Inserita in Sport il 03/03/2015
da Gabriele Li Mandri
Roma-Juventus 1-1: un pareggio che non cambia la sostanza
Il posticipo di extra-lusso della venticinquesima giornata termina 1-1: un pareggio che non cambia la sostanza e neanche la costanza di due squadre che, nel bene e nel male, confermano quanto visto negli ultimi due mesi. Uno scudetto che per i bianconeri è quasi una certezza, mentre per i giallorossi era semplicemente una speranza appesa al sottilissimo filo dello scontro diretto, unica via per avvicinarsi a -6: alla fine, come dicevamo, a prevalere è stata l’abitudine della Juve a segnare anche quando gioca male, alla prima occasione buona, e l’abitudine della Roma a perdersi in un bicchiere d’acqua, salvo poi tirar fuori il cuore quando oramai servirebbe ben altro.
“Una partita che non ha offerto un granché di spettacolo”, le parole di Piccinini al 93esimo minuto: mero eufemismo per dire che la partita è stata brutta, condotta a ritmi giurassici, con errori sparsi qua e là e terminata con un pareggio figlio di due calci piazzati regalati da due interventi gratuiti di Torosidis (espulso) e di Chiellini. D’altronde, oggi, solo così la palla poteva finire in rete: rotolando con una prodezza di Tevez su punizione, o con il classico gollonzo di testa su improvvise allucinazioni difensive, come nel caso di Keita. È lo specchio del calcio italiano, che anche nella sua partita di cartello, quella che dovrebbe rappresentare l’eccellenza, zoppica paurosamente facendoci rimpiangere il nostro passato calcistico.

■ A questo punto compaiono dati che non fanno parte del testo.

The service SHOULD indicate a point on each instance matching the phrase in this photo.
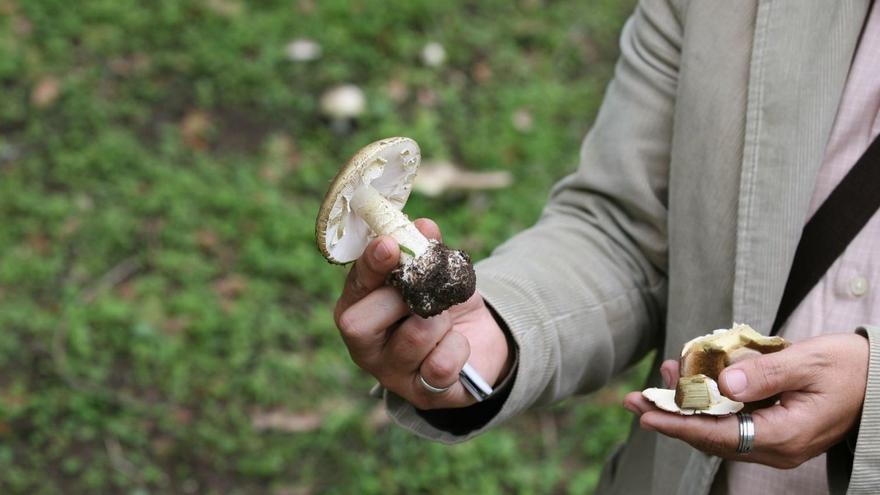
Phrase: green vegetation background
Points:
(165, 319)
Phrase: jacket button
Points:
(858, 286)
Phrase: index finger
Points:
(372, 268)
(369, 272)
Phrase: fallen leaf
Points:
(427, 97)
(229, 287)
(195, 129)
(286, 421)
(522, 120)
(46, 91)
(436, 177)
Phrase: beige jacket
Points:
(683, 216)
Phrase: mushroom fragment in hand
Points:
(711, 353)
(365, 200)
(702, 360)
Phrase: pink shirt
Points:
(849, 294)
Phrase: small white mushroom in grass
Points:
(303, 50)
(365, 200)
(342, 105)
(437, 177)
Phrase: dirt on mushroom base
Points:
(435, 281)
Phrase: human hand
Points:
(396, 347)
(822, 385)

Non potrebbe essere altrimenti se in campo l’unico che regala qualcosa che si avvicini al calcio è un certo Pereyra, ottimo giocatore per carità, ma di certo non un mister 80 milioni. Quando poi il primo tiro nello specchio arriva al minuto 50 (appunto, col gol di Tevez), ed i portieri si ritrovano a giocare la sfera praticamente solo di piede sui rinvii, allora si capisce che non è la serata giusta per sognare un match cattivo d’altri tempi, con gol a ripetizione e magliette purgatorie varie ed eventuali.

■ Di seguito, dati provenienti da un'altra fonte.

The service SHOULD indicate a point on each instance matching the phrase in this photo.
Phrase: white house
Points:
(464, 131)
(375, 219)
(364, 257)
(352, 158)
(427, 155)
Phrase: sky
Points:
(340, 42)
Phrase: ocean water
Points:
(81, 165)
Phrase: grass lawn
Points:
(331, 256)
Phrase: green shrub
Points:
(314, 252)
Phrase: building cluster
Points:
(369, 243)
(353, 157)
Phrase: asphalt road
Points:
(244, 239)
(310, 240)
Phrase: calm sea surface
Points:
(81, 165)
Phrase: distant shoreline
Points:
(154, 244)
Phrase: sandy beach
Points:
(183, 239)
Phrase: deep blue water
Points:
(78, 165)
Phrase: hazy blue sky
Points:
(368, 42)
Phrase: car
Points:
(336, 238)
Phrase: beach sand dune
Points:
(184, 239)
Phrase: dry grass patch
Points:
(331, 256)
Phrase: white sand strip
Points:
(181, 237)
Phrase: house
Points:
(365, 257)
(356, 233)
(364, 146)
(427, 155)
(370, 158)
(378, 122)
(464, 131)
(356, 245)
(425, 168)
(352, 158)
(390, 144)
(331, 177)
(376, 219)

Non ci sarebbe molto altro da aggiungere, una partita del genere non meriterebbe neanche più di un trafiletto, ma ad essere onesti non si può ridurre tutto al semplice risultato. Perché la Roma sta diventando il terzo mistero di Fatima, giunta all’ennesimo pareggio e agli annunci su Porta Portese in stile “A.A.A. cercasi identità di gioco smarrita nei pressi del Foro Italico”, e la Juve invece, nonostante uno scudetto praticamente vinto ed il fresco 2-1 contro il Borussia, sta vantando un crollo fisico paragonabile, ad essere gentili, agli svenimenti dopo 10 ore filate di sauna.
Ritrovarsi in vantaggio, per giunta con espulsione a favore, e farsi rimontare da una Roma innocua per 80 minuti non è effettivamente da tutti, così come non è da tutti cercare di riafferrare un campionato scendendo in campo in un clima di lutto nazionale. Questo è quello che passa il convento italiano, in attesa di tempi (e magari anche di concorrenti) migliori.